Saving old offshore oil rigs as artificial reefs. Sea creatures find structures homey
Washington
Offshore oil rigs have long been disliked by environmentalists because of their unsightliness and their demonstrated potential as sources of pollution. But over the years it has become obvious that many forms of sea life find the underwater portions of structures almost as habitable as nature's own reefs.
Now, with a generation of aging rigs ready to be phased out, oil companies, the US government, international regulators, and environmental groups must deal with the fact that many of the rigs have become home to entire reef communities, says Terry Henwood, a biologist with the National Maritime Fisheries Service.
The underwater portions of rigs, Mr.
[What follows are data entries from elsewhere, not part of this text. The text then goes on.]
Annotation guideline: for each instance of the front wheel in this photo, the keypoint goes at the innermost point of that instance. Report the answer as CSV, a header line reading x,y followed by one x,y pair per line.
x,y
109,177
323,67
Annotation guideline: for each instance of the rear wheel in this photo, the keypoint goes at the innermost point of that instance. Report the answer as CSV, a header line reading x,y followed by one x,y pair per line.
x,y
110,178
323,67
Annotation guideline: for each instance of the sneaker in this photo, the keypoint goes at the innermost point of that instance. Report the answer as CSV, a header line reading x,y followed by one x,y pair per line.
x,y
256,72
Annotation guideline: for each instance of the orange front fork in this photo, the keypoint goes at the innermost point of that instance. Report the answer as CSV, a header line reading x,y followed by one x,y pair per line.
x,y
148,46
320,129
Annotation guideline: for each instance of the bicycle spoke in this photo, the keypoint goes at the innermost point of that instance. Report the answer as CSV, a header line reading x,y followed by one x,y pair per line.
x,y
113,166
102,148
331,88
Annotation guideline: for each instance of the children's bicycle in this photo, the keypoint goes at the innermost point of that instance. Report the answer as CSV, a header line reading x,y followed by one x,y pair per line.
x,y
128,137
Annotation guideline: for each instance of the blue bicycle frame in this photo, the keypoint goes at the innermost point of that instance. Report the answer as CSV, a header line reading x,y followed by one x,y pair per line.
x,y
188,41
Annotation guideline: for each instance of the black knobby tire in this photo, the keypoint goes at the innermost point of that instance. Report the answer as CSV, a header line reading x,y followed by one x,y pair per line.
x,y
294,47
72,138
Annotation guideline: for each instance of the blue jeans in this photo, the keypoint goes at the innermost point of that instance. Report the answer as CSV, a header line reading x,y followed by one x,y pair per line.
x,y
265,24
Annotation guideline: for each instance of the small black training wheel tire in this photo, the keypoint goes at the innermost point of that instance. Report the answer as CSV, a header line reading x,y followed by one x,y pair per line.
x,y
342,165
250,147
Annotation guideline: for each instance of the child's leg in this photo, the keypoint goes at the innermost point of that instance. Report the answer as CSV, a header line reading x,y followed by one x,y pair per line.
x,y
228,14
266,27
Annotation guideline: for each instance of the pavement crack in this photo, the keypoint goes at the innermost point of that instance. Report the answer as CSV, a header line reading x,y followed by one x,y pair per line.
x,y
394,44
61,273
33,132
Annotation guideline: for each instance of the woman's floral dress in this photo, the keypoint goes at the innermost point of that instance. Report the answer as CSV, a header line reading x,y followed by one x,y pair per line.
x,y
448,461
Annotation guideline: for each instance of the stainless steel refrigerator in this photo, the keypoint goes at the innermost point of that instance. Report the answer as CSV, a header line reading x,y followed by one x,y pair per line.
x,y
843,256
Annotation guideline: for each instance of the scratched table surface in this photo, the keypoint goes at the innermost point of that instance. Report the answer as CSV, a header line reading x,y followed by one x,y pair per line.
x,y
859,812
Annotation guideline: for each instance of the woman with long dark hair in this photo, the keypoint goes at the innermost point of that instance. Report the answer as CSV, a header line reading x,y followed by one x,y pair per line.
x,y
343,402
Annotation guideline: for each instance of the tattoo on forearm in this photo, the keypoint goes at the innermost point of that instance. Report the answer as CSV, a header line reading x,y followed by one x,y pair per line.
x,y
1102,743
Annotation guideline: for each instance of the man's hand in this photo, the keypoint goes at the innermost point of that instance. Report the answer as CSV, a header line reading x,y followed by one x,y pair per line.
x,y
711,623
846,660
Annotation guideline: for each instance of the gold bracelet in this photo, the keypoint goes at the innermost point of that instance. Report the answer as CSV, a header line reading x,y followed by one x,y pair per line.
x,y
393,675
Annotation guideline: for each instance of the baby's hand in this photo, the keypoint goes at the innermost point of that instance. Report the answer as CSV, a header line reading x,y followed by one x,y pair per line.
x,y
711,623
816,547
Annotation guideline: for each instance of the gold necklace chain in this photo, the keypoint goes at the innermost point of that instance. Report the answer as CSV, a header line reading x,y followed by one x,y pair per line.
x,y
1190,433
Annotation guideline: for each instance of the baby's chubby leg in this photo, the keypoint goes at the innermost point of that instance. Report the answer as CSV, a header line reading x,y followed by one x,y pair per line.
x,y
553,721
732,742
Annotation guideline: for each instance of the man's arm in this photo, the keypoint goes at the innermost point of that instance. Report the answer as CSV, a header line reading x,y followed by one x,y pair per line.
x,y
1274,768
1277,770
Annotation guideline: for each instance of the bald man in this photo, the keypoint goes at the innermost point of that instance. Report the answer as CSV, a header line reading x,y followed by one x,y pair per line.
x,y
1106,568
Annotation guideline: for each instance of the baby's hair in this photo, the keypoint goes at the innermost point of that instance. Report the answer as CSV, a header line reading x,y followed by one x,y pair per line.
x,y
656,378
Henwood explains, are inhabited by starfish, algae, sea anemones, mollusks, worms, corals, sponges, reef fish such as snapper, grouper, and king mackerel - and even marine mammals.
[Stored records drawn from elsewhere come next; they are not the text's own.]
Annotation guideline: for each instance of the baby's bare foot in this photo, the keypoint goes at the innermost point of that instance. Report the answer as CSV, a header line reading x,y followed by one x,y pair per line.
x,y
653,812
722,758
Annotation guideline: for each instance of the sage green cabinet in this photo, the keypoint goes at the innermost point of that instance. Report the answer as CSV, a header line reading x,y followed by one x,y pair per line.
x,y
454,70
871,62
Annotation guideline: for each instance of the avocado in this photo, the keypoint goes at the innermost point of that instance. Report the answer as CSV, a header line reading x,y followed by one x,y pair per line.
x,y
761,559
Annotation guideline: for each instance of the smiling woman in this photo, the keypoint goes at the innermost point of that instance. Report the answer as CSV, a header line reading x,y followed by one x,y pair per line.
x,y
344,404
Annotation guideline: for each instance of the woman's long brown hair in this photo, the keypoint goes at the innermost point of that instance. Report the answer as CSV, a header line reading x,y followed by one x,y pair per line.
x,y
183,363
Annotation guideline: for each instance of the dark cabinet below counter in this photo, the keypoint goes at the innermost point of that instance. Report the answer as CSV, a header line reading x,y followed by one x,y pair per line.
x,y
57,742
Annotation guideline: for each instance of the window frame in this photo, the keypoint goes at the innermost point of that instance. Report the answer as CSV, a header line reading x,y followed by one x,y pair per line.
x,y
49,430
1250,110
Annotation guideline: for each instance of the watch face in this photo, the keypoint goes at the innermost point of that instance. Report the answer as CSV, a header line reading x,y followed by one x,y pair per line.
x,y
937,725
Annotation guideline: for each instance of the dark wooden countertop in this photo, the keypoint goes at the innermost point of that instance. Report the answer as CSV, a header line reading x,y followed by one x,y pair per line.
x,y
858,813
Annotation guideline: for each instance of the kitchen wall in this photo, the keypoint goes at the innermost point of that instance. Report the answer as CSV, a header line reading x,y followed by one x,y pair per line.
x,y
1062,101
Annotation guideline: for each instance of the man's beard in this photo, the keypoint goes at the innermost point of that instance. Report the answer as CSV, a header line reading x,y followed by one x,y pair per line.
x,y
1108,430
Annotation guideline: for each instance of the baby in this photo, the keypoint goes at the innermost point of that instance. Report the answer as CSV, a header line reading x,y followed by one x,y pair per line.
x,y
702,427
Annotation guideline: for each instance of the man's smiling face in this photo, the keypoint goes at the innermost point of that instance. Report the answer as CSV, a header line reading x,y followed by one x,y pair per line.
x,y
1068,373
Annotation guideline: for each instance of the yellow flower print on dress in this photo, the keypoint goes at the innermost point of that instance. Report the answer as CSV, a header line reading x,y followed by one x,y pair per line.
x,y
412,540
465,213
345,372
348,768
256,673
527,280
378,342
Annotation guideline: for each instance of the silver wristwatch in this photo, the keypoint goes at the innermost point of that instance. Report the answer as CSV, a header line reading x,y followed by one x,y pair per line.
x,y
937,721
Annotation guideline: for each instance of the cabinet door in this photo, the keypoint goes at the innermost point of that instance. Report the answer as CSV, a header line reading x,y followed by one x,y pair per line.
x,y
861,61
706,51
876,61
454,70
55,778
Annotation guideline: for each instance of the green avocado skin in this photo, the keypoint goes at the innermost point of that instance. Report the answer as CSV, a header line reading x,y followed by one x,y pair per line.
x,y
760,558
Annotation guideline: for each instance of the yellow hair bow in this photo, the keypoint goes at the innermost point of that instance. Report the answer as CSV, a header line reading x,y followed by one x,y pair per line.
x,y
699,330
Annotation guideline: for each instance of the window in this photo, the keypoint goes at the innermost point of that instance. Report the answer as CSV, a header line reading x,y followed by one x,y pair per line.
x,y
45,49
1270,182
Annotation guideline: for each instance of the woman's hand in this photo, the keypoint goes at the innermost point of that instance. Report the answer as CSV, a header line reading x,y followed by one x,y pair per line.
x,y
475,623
A 1958 international treaty requires removal of the huge steel-and-concrete networks when they are no longer used for drilling operations. With 2,000 rigs on the US continental shelf due for retirement in the next 20 years - most of them in the Gulf of Mexico - oil companies, federal officials, and environmental groups are deliberating how to best dispose of the aging structures.
Wholesale demolition or disassembly continues to be the chief methods of rig ``abandonment,'' as the process is called in the industry. But in recent years, with the blessing of the government and many environmentalists, some oil operators have converted their rigs to artificial ocean reefs.
The conversions, so far fewer than a dozen, are very popular with Gulf Coast sport fishermen, who find that they can catch nearly twice as many fish near operating or decommissioned oil rigs as in open water.
Oil companies like the artificial reef plan because in many cases it is cheaper than rig removal. The cost of removing a rig from Gulf waters varies from just under $100,000 to several million dollars, depending on rig size, water depth, and other factors.
Environmental groups are generally supportive of artificial reefs. They say the rigs support both the crustaceans that otherwise would be discarded with the structures and the fish that congregate around them.
Some groups express concern that the use of explosives in dislodging rigs from the ocean floor has hurt larger marine animals - including the endangered loggerhead and Kemps-Ridley sea turtles. ``We were pretty appalled at this,'' says Lynn Davidson, marine habitat policy coordinator for the environmental watchdog group Greenpeace.
But government observers say that no turtles are known to have been harmed by rig removal since November 1986, when government regulations were implemented requiring an environmental impact report before removal can begin.
``I don't know of any injured turtles that have been sighted during removal operations - either by our observers or by [government] observers,'' says Rosemary Stein, a lawyer with Exxon.
For many rig operators, the environmental concerns have delayed rig-abandonment plans. The US Department of the Interior's Minerals Management Service estimates that more than 100 abandonment applications have been delayed while government regulators assess the environmental impact of rig removals on a case-by-case basis.
Although the vast majority of aging rigs are found in the Gulf of Mexico - 4,000 of the 6,000 rigs worldwide - and rig-to-reef conversions so far have occurred only in the gulf, some foreign countries are beginning to consider the merits of such conversions along with other abandonment alternatives.
In April, the International Maritime Organization (IMO), a London-based United Nations group, gave preliminary approval to a set of international guidelines for the removal of offshore installations, including oil rigs. The guidelines, if given final approval, would permit operators simply to abandon rigs, provided a ``new use'' could be found for them.
Not all rigs are capable of supporting reef communities. In the North Sea, for example, the water is too cold and deep for rigs there to become artificial reefs.
``There have been proposals,'' says Rear Adm. John Kime, the US Coast Guard's representative to the IMO talks, ``to convert some of the larger [rigs] to resort areas in some of the more temperate climates.''
Brian Hoyle, a State Department official who led the US delegation to the IMO talks, says there has been talk of converting oil rigs to ``offshore national security, military installations,'' as well suggestions that they could be used for casinos.
So far, no specific plans for these alternative uses have been initiated.